Mass Action (sociology)
Mass action in sociology refers to the situations where a large number of people behave simultaneously in a similar way but individually and without coordination.
For example, at any given moment, many thousands of people are shopping - without any coordination between themselves, they are nonetheless performing the same mass action. Another, more complicated example would be one based on a work of 19th century German sociologist Max Weber, The Protestant Ethic and the Spirit of Capitalism: Weber wrote that capitalism evolved when the Protestant ethic influenced large number of people to create their own enterprises and engage in trade and gathering of wealth. In other words, the Protestant ethic was a force behind an unplanned and uncoordinated mass action that led to the development of capitalism.
A bank run is mass action with sweeping implications. Upon hearing news of a bank's anticipated insolvency, hundreds or thousands of bank depositors simultaneously rush down to a bank branch to withdraw their deposits, and protect their savings.
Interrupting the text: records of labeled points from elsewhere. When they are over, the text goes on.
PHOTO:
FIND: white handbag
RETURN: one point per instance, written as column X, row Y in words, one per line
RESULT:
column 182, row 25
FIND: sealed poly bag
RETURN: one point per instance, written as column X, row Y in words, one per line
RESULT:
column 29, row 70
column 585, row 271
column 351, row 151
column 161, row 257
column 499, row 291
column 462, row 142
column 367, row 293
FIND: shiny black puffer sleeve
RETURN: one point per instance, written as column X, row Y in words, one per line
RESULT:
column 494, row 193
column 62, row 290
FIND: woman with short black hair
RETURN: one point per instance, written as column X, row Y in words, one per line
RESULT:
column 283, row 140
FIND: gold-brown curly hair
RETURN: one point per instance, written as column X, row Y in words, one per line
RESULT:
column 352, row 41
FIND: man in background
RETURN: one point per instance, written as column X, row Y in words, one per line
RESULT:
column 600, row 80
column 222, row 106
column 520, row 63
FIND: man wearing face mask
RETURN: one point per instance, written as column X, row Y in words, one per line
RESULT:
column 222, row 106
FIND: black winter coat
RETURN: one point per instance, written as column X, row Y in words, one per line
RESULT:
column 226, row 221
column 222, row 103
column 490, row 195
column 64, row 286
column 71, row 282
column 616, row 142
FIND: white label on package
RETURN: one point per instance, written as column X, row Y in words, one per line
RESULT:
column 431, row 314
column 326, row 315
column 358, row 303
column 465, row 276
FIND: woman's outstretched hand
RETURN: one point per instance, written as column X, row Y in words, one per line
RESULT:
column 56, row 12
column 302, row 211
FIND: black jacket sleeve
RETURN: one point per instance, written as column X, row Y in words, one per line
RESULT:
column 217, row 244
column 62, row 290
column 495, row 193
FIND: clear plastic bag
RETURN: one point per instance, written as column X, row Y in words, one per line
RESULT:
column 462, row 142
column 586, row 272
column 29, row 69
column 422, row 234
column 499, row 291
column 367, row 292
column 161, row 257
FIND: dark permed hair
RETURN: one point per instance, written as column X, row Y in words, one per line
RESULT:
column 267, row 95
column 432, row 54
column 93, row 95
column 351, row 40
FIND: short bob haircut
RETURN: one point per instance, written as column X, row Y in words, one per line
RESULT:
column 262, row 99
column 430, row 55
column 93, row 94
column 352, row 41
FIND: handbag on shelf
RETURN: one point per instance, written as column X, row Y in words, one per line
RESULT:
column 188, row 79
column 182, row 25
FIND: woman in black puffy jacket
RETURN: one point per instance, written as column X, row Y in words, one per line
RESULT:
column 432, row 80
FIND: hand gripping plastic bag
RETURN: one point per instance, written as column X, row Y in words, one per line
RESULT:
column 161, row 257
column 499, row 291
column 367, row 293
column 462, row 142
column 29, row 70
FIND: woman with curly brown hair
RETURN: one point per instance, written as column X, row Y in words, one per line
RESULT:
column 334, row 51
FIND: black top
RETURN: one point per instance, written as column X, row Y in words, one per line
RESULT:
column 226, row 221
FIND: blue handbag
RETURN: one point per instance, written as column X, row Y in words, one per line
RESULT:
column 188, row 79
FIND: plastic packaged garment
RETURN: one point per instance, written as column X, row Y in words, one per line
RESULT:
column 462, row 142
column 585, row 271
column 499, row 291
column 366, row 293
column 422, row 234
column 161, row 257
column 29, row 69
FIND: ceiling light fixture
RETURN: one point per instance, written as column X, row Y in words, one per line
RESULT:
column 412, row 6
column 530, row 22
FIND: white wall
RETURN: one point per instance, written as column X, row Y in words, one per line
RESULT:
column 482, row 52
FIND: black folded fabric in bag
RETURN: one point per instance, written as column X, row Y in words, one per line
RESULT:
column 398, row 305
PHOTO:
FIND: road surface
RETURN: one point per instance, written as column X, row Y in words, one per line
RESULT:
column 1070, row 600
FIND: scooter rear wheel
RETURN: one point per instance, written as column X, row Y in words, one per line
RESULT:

More developed forms of mass actions are group behavior and group action.
Read more about Mass Action (sociology): Epidemiology Meaning, Popular Culture
Famous quotes containing the words mass and/or action:
“... the mass migrations now habitual in our nation are disastrous to the family and to the formation of individual character. It is impossible to create a stable society if something like a third of our people are constantly moving about. We cannot grow fine human beings, any more than we can grow fine trees, if they are constantly torn up by the roots and transplanted ...”
—Agnes E. Meyer (18871970)
“Besides, our action on each other, good as well as evil, is so incidental and at random, that we can seldom hear the acknowledgments of any person who would thank us for a benefit, without some shame and humiliation. We can rarely strike a direct stroke, but must be content with an oblique one; we seldom have the satisfaction of yielding a direct benefit, which is directly received.”